Michael Hoppen Gallery exhibits work by English photography pioneer Peter Henry Emerson (1856 – 1936) for the first time.
This display of original vintage photogravures and vintage platinum prints, has been organised in conjunction with renowned 19th Century photography specialist Robert Hershkowitz. At a time when so many of us are weighing up the value of urban living in favour of more rural existences, these images resonate with a longing for the English countryside and its traditional ways of life. We will show original prints from Emerson’s most famous series Marsh Leaves (1895) in addition to a selection of hand-processed pictures from his first album Idyls of the Norfolk Broads (1886). All prints will be for sale, with prices available upon request.
Emerson is renowned for his photographs which capture the life and landscapes of East Anglia’s agrarian community.
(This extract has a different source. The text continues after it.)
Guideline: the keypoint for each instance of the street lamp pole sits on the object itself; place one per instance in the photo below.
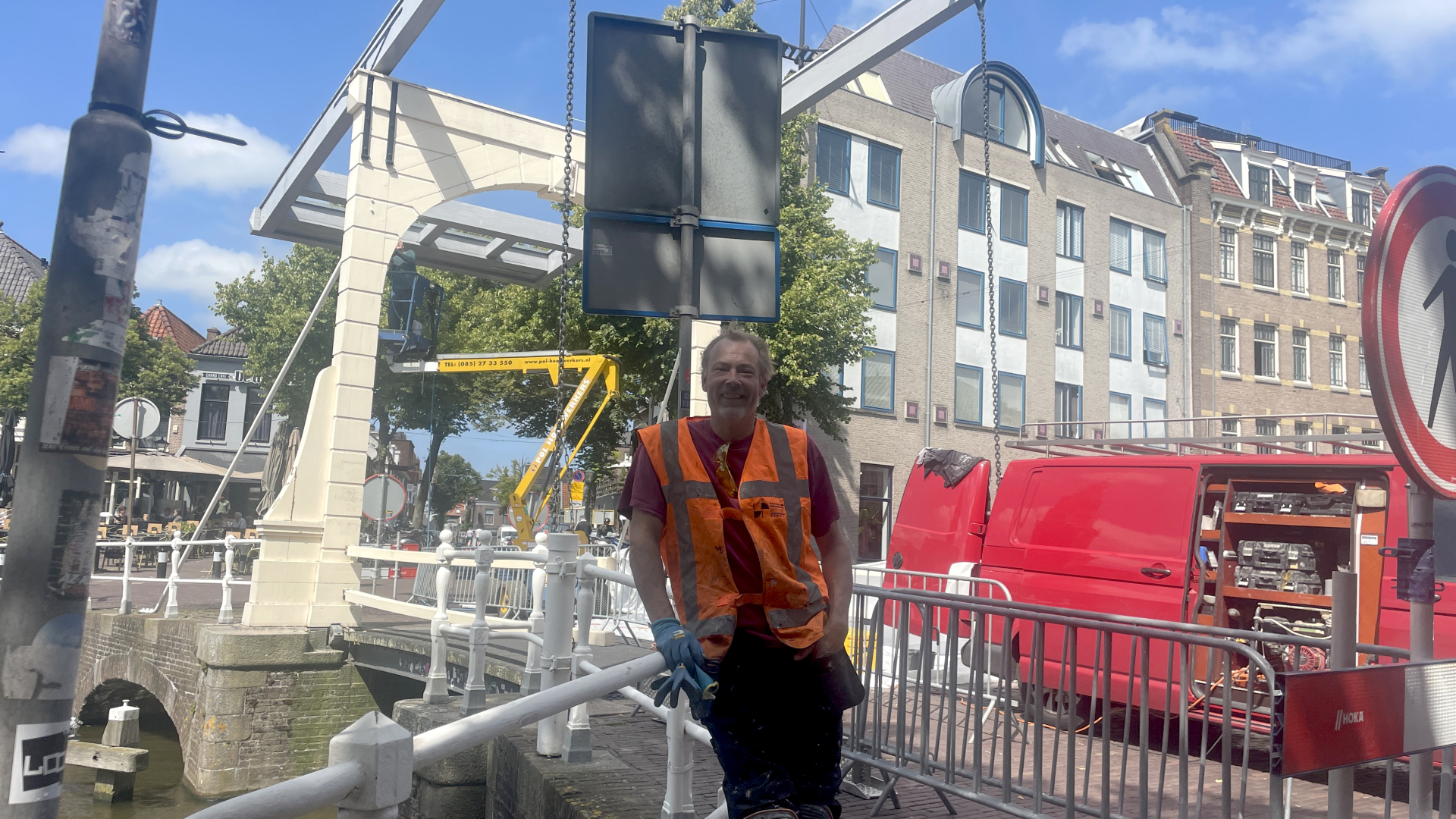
(69, 416)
His work reflects the influence of the Realist school of painting, incorporating a photographic and specifically English sensibility into their artistic celebration of peasant lifestyles. He was an early proponent of straight photography as an art form, eschewing both the undiscriminating emphasis of sharp focus rendering and the romantic vagueness of soft focus. Emerson’s subjective approach aimed to replicate the experience of the human eye’s encounter with the world; His vocal advocacy of this ‘truthful’ photography saw him rise to a position of considerable and controversial influence within the contemporary photography establishment.
Emerson was born in Cuba and moved to England at the age of 13 to attend boarding school. Originally introduced to photography on bird-watching trips, Emerson was a founding member of the Camera Club of London in 1885 before being elected to the Council of the Royal Photographic Society in the following year. He continued to practice and write about photography, publishing a number of albums and treaties, throughout the rest of his life.
Emerson has been the subject of numerous solo exhibitions and his photography is held in the permanent collections of the Victoria & Albert Museum, London, the Museum of Modern Art, New York, and the Getty Museum, Los Angeles.